En 2022, une étude menée par Paul Pearson soutient l'authenticité des pièces ainsi que l'existence réelle de Sponsianus[3]. L'étude a suscité à la fois des éloges et des critiques de la part d'experts : en 2023, les questions sur l'historicité de Sponsianus demeurent non résolues[4],[5].
Une existence débattue
modifierSponsianus est inconnu des auteurs antiques. Son nom ne se trouve que sur deux aurei découverts en Transylvanie. Les pièces ont été découvertes dans un trésor en 1713 et progressivement dispersées dans plusieurs collections. L'une est conservée au Hunterian Museum de l'Université de Glasgow, qui détient également trois autres pièces du trésor d'origine[6],[3]. L'autre est entrée dans la collection du baron Samuel von Brukenthal, gouverneur de Transylvanie sous la dynastie des Habsbourg, et est aujourd'hui conservée au musée Brukenthal située à Sibiu, en Roumanie[6]. Le trésor comprenait également d'autres pièces portant les noms de Gordien III et de Philippe l'Arabe.
L'opinion traditionnelle des numismates a été de considérer les pièces comme non authentiques : en 1868, le numismate français Henri Cohen les a rejetées comme « des coins modernes ridiculement imaginés et très mal faits »[7],[6]. Les problèmes avec l'aureus sont doubles : premièrement, l'avers de la pièce est "barbare et étrange" selon les découvertes du Roman Imperial Coinage (un catalogue britannique de la monnaie impériale romaine), et le revers de la pièce semble être une copie d'un denier républicain frappé en 135 av.
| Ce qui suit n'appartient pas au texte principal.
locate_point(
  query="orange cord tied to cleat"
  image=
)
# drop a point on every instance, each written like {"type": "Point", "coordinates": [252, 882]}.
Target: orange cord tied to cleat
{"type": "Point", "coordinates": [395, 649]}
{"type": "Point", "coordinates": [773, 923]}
J.-C.[8]. Les pièces sont également inhabituellement lourdes (10,02 g, contre 4,30 g à l'époque de Philippe l'Arabe), semblent avoir été coulées (au lieu du processus de frappe plus habituel) et les inscriptions elles-mêmes ne suivent pas les conventions de l'époque[1]. Cependant, selon l'ancien numismate Wayne Sayles (en), comme les usurpateurs et les empereurs de l'époque étaient souvent éphémères, le manque de pièces et les qualités inhabituelles de celles qui existent ne doivent pas être considérées comme une preuve que Sponsianus n'a pas réellement existé[9].
Lors d'une étude plus approfondie en 2022, des scientifiques ont rapporté des marques d'usure (visibles au microscope électronique) similaires à celles de pièces authentiques, prouvant qu'elles étaient en circulation il y a environ 2 000 ans[6]. Une analyse chimique des dépôts de terre trouvés dans les cavités de la pièce a montré que les minéraux à sa surface étaient compatibles avec le fait que la pièce avait été enterrée pendant une période prolongée. Les scientifiques ont en outre détecté des cristaux de sulfate qui se forment généralement lorsqu’un objet est privé d'oxygène pendant une longue période, puis réexposé à l'air[6],[10]. Le professeur Paul Pearson de l'University College de Londres a dirigé la recherche et a déclaré qu'il était étonné par la découverte : « Ce que nous avons trouvé est un empereur. C'était un personnage considéré comme un faux et radié par les experts. Nous pensons qu'il était réel et qu'il a joué un rôle dans l'histoire. »[3]. Sur la base de cette analyse, l'autre pièce portant le nom de Sponsianus et conservée au musée Brukenthal a également été reclassée comme authentique[6].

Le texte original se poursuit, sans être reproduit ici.